I've been a Pocket user for many years. I've been meaning to move off for a while, but finally have now that it is being sunset. I was looking at Wallabag a while back, but have gone with Karakeep so I can leverage my Local LLMs for autotagging, especially since the Pocket export doesn't seem to have included the tags I had.

I've accumulated years' worth of saves, so it is taking a while to index and crawl. The processing of my old data has been running for almost a week and looks to be another week, maybe two, till it completes. Is there a way to configure the crawler to do multiple concurrent requests? I run Karakeep via a multi-service Docker compose. I have configured it to do a full-page archive by default, as I like to use the reader view & to guard against link rot. As a result, crawling each URL takes about 4-5 seconds.

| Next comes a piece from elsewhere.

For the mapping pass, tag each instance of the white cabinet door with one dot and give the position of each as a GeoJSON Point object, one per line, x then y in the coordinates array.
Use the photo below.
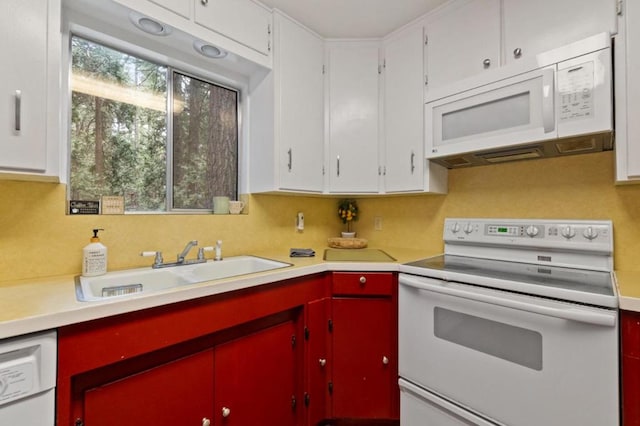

Does anyone have recommendations that could speed up the processing of my imported data? Is it possible to run multiple http/https request threads or run multiple instances of the Chrome service/container? I'd rather not lower the crawler timeout to mitigate failures.

SOLVED: Increased the crawler workers from 1 to 15 (https://www.reddit.com/r/selfhosted/comments/1kwzhdu/comment/mulypk8/) and switched to a smaller LLM for text inference (gemma3:4b). It should now finish sometime tomorrow.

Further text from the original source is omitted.